Menurut Prof. Tholabi, masyarakat tidak perlu terburu-buru memberikan penilaian negatif karena pernyataan yang beredar kerap terlepas dari konteks utuhnya.
“Dalam tradisi Islam, tabayun adalah prinsip penting untuk menjaga kejernihan informasi. Apalagi di bulan Ramadan, suasana seharusnya memperkuat persaudaraan, bukan memperuncing perbedaan,” ujarnya.
Wakil Rektor UIN Jakarta itu menegaskan, kedudukan zakat dalam Islam bersifat fundamental dan tidak berubah. Al-Qur’an secara tegas menempatkan zakat sebagai kewajiban utama yang selalu berdampingan dengan perintah salat.
“Zakat adalah rukun Islam dan kewajiban individual yang bersifat qath‘i. Secara normatif tidak ada perdebatan mengenai posisinya dalam syariat,” jelasnya.
Ia menilai penegasan Menteri Agama bahwa zakat tetap fardhu ‘ain menunjukkan tidak ada upaya menggeser kedudukan zakat. Substansi yang berkembang, lanjutnya, lebih pada penguatan ekosistem filantropi Islam secara menyeluruh.

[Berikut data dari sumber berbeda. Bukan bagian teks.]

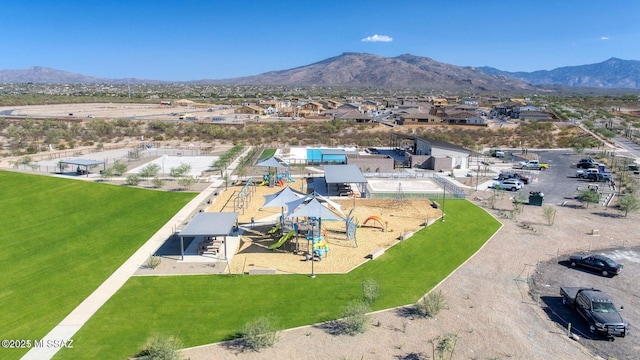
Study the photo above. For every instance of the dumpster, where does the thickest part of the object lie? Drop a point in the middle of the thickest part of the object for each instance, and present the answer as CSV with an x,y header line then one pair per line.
x,y
536,198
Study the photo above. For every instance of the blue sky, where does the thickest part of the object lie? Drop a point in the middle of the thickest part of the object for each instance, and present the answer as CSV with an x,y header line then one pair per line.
x,y
197,39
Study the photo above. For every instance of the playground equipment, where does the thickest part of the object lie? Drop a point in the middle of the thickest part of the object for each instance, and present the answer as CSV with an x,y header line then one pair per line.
x,y
274,229
377,219
279,179
244,196
282,240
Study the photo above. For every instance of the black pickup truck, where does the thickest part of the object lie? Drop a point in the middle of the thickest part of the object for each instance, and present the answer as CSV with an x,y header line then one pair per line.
x,y
597,309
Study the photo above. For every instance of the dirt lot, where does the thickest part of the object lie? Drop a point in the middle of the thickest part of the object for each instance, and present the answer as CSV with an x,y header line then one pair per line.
x,y
489,306
623,290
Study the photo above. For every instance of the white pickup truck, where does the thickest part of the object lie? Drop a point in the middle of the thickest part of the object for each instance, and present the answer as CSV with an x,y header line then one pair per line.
x,y
533,164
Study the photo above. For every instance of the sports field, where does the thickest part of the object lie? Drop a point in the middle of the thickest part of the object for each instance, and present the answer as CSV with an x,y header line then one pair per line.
x,y
60,239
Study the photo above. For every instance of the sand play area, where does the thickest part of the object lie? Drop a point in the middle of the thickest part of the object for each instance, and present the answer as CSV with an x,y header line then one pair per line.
x,y
397,220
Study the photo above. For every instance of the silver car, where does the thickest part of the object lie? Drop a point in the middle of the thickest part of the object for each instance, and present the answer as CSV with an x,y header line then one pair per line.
x,y
510,184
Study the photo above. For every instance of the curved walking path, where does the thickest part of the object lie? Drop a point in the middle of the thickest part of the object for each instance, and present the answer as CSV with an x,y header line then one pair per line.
x,y
83,312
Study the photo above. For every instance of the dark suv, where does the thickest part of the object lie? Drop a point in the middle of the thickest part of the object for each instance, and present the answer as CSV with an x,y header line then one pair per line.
x,y
587,163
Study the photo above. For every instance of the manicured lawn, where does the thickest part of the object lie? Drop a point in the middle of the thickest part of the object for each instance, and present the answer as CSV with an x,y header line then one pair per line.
x,y
204,309
60,239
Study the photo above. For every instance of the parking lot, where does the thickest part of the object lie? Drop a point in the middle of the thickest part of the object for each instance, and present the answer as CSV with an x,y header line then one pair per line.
x,y
559,183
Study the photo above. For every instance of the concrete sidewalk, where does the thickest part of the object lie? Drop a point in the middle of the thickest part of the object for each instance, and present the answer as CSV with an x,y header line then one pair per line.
x,y
83,312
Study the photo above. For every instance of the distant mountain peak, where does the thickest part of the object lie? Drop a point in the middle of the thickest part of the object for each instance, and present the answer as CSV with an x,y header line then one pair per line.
x,y
613,73
403,71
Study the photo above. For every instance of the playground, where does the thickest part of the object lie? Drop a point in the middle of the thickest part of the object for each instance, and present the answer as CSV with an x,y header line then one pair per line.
x,y
266,248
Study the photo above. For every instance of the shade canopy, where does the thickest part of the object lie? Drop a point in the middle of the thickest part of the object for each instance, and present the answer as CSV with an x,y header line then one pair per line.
x,y
282,197
273,162
313,209
308,206
210,224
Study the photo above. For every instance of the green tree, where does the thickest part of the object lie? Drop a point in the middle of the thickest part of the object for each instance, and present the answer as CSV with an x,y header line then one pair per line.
x,y
259,334
186,182
180,170
162,348
157,182
150,171
107,174
430,305
629,203
133,180
370,290
119,168
355,319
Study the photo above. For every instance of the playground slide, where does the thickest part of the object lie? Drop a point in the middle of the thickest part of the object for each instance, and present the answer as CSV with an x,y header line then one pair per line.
x,y
274,229
282,240
376,219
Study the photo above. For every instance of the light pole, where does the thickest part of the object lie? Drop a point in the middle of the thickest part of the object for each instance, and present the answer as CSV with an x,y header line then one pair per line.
x,y
444,193
164,157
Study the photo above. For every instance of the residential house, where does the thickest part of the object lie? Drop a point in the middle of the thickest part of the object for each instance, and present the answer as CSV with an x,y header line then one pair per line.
x,y
250,110
463,118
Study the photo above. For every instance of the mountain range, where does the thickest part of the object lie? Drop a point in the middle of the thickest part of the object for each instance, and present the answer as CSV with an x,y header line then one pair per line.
x,y
404,71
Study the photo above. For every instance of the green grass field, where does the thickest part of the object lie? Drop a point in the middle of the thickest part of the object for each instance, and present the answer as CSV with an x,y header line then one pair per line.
x,y
205,309
60,239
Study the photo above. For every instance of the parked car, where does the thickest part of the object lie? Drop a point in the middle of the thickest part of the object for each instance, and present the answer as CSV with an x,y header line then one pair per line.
x,y
597,309
587,163
512,184
598,263
600,177
526,179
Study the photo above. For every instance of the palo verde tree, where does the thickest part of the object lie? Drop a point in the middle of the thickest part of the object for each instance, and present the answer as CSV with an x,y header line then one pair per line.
x,y
629,203
589,196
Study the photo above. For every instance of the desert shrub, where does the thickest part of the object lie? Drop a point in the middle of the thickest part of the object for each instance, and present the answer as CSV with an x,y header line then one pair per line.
x,y
355,319
133,180
157,182
186,182
153,262
430,305
259,334
162,348
370,290
119,168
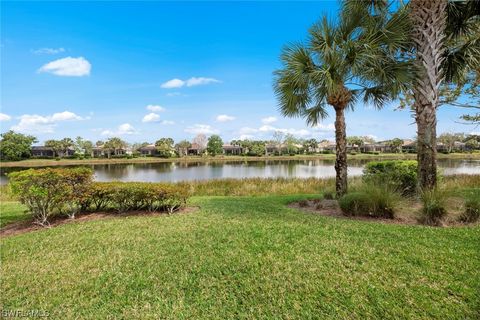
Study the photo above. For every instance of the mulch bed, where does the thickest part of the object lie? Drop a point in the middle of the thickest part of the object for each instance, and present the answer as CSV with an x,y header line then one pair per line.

Optimalisasi wakaf, infak, dan sedekah dinilai sebagai strategi memperluas pemberdayaan ekonomi umat. Dalam perspektif maqashid al-syari‘ah, penguatan seluruh instrumen filantropi justru bertujuan memperbesar kemaslahatan sosial dan menekan ketimpangan ekonomi.
“Zakat tetap menjadi fondasi kewajiban individual, sementara instrumen filantropi lain berfungsi sebagai pengungkit pembangunan jangka panjang,” katanya.
Prof. Tholabi juga mengingatkan agar polemik tidak berkembang menjadi kegaduhan yang kontraproduktif. Ramadan, menurutnya, harus menjadi momentum memperkuat solidaritas sosial dan budaya berbagi.
“Energi umat sebaiknya diarahkan pada kemaslahatan bersama, bukan pada polemik yang memperlebar jarak sosial,” ujarnya.
Ia mengajak masyarakat tetap mengedepankan sikap husnuzan dan kedewasaan dalam menyikapi perbedaan pandangan. Kritik, katanya, sah dalam demokrasi, namun harus berbasis informasi yang utuh dan disampaikan secara proporsional.